Miguel Covarrubias (1904-57) was a Mexican artist, specifically a painter and caricaturist. His talents took him from Mexico City to New York City at the age of 19, and this is where his story became really interesting to me. The age of the Harlem Renaissance has always been a mystifying, magical time in history for me, and everytime I find someone else who came up in that era, I uncover a bit more of its richness.
Friends with Frida Kahlo, Zora Neale Hurston (he created the artwork for the cover of Mules and Men) and Langston Hughes, designing sets and costumes for Josephine Baker in La Revue Negre, creating art for The New Yorker and Vanity Fair (where he consistently featured drawings and paintings of Black entertainers) - he did all that and more. He was a world traveler who immersed himself in the cultures of the various places he visited, like Bali, India, and the Caribbean, and these travels heavily influenced his art. Miguel Covarrubias was an integral part of the artistic movement of the time, and I'm just sad that I didn't learn about him earlier...
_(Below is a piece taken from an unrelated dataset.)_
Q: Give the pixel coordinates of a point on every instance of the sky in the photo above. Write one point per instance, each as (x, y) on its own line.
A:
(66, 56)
I found Covarrubias' Impossible Interviews artwork for Vanity Fair to be some of my favourites of his. Putting two unlikely subjects together for a fake interview, Covarrubias' caricatures undoubtedly had Vanity Fair readers talking:
His art inspired by living in Harlem and visiting Bali were gorgeous:
I need the Haile Selassie I vs. Joe Louis and 'Sunday In Harlem' pieces on my wall RAHT NAH!
Forgive my little diversion from the usual hair, wellness, and introspective posts, but I've been feeling very artsy these days, and Miguel Covarrubias is giving me what I need. What do you think of his art? Is anyone out there just as intrigued by the Harlem Renaissance era as I am?